Many people are excited about summer creeping around the corner. For them, summer means beaches, ice cream, and lazy strolls in the park. However, for me and others who struggle from body dysmorphia, eating disorders, and overall negative body image, the change of seasons is an opening into the fiery pits of hell. The constant body checking and comparing my body to everyone else’s “summer body” causes my eating disorder to leave from its six-month long hibernation like a demonic bear. 

Summer means leaving the comfy safe haven of baggy sweaters and sweatpants and venturing into the chilling realm of tank tops, dresses, and the god-awful, heart-stopping, pee-in-my pants, terrifying shorts. Some years I couldn’t get myself to wear anything besides pants and a t-shirt, lying to everyone and telling people “no, I’m not hot” while the giant pit stains under my arms give me away. Seeing everyone being confident in their summer outfits made me feel like an outcast. Like there was a giant, flashy sign in neon colours saying “eating disorder” above my head. Trips to the ice cream store with my friends means fake smiles while I mentally calculate how many calories a scoop of ice cream is and whether the cone is worth the added sugar. 

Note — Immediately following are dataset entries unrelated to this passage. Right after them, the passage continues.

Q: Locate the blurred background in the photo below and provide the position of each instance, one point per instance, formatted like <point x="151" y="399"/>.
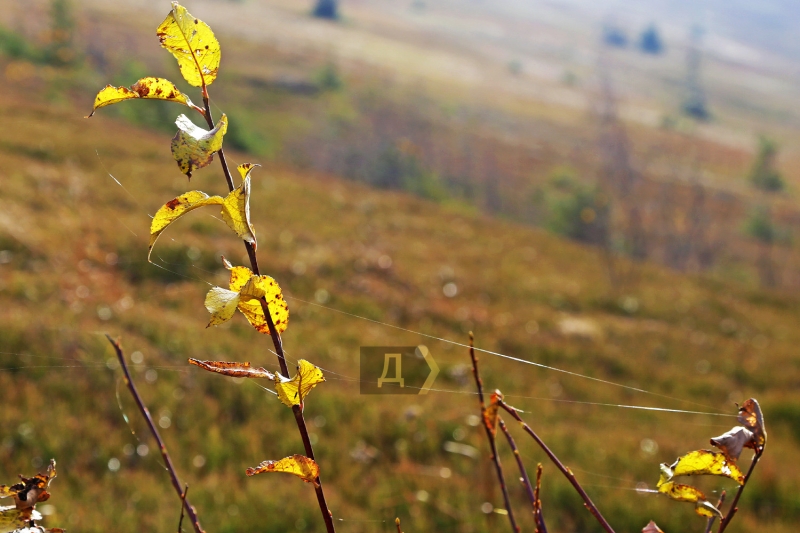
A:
<point x="605" y="187"/>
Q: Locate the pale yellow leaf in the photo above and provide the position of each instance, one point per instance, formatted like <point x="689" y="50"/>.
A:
<point x="293" y="391"/>
<point x="192" y="43"/>
<point x="176" y="208"/>
<point x="194" y="147"/>
<point x="151" y="88"/>
<point x="298" y="465"/>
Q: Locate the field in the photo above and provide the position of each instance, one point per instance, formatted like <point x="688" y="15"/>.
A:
<point x="355" y="260"/>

Above all, summer means making fake excuses whenever my friends or family make plans to go to the beach because I am not mentally ready to put on a bathing suit. I can’t remember the last time I was comfortable in a swimsuit and whether there was such a time at all. The worst part is, I love swimming. I love jumping with the waves and opening my eyes underwater to see the distorted waves from their perspectives as I try and break the record for holding my breath the longest. The burning sensation of my lungs reminding me that I am alive. Here. But the best part of being in the water is lying on my back with my arms and legs spread out like a starfish, and looking at the sky as the noise of hungry seagulls and yelling children and awful autotune music a group of teenagers are blasting fade away until all I can hear is my own heartbeat. That is what I miss the most about the beach. 

That is what I hate the most about my eating disorder. That it took the one feeling of peace I have ever felt from me. That is why tell myself that my summer body is just my body. That is why I eat that extra slice of garlic bread for dinner and drown my negative thoughts about myself with Coke—not diet Coke or Coke zero, but regular, sugary Coke. That is why I am recovering.